Modern Healthcare, a highly respected industry magazine, had a column regarding a leading Virginia multi-hospital system (Inova) reducing “low value care” (i.e. care that produces relatively little versus the money spent). As someone who worked closely with Inova regarding supply chain, I’m not surprised to see them employing “Best Practice” techniques.
“Best Practices” is a relatively new business term, but the concept has been with us for many decades. I worked my way through school in Atlanta as a bank industrial engineer and after graduation was an industrial consultant before moving into healthcare. When I would go into a textile mill, garment factory or mass food processing operation in the South, I would look for who was utilizing the best approach to achieve maximum productivity or come up with something on my own as a last resort. Then management would mandate that process be used throughout the operation, cutting costs and improving outcomes.

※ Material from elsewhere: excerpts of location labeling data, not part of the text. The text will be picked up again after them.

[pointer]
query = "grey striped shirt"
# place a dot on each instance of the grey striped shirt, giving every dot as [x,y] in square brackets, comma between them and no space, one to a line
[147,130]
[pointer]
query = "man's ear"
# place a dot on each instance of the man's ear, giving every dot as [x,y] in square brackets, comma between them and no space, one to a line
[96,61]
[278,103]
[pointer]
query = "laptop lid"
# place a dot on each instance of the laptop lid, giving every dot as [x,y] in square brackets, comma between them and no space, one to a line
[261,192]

The real question is “why aren’t these techniques employed in all hospitals?” I believe there are two factors.
First, there’s the history of healthcare reimbursement in the USA. When I first got into healthcare in the ’70s as Director of Health Planning for Georgia, hospitals were cost plus operations, similar to the way that inefficient defense contractors still are today. Providers were simply incentivized to spend. The more you spend, the more you make.
It has taken many decades to break that thought pattern and it is still not completely gone from the healthcare scene. Some less ethical providers (hospitals and physicians) will still provide any service that the insurance carrier will cover, effective or not, so long as they make money doing it. Occasionally, one of the extreme cases will make the news. But many others are never identified or caught.

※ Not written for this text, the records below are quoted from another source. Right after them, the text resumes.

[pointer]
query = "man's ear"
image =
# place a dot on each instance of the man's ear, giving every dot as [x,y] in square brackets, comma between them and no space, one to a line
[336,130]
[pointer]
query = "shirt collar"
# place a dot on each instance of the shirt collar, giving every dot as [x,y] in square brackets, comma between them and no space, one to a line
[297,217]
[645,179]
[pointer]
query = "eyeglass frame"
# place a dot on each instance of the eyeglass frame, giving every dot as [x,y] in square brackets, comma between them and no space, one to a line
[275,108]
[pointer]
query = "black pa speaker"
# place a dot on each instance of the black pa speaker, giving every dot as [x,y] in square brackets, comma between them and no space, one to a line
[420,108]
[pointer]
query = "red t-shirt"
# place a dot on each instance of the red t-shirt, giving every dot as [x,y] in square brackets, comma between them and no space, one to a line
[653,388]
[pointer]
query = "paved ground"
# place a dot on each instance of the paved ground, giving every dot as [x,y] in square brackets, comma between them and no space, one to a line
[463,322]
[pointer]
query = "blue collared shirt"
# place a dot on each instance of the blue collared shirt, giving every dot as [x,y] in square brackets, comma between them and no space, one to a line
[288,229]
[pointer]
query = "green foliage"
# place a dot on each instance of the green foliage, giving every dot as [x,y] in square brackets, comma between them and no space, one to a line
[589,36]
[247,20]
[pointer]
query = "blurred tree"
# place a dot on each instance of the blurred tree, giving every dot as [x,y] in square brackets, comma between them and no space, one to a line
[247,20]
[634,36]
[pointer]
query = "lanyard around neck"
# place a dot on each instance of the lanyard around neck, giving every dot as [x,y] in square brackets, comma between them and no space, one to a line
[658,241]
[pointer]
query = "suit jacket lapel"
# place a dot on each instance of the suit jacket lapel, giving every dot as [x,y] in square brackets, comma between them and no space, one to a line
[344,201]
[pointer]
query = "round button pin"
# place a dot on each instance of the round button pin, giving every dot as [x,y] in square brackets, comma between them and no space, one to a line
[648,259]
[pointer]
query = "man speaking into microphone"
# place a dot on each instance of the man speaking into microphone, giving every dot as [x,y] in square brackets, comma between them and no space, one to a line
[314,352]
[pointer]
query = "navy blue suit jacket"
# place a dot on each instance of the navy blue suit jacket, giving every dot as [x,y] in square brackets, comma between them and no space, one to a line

Further, it’s a lot easier to standardize an industrial process than a healthcare treatment given to a patient. Back in the 90s when Bill Clinton proposed his health reform plan, I gave a speech to a very large national association of orthopedists. When I mentioned standardization, they rightly brought up the fact that people react differently to the same treatment plan. And, when it comes to back pain, a frequent ailment, patients certainly do respond in unique ways. Many dedicated physicians want to go the extra mile when they have a patient who is ill, even if the odds are against the procedure working.
In one form or another, similar cost/benefit analysis has been around for many decades in industry. The bottom line is that healthcare planning and best practices are not easy, as can be seen by the USA’s recent COVID-19 pandemic response. But that doesn’t mean that we should stop trying.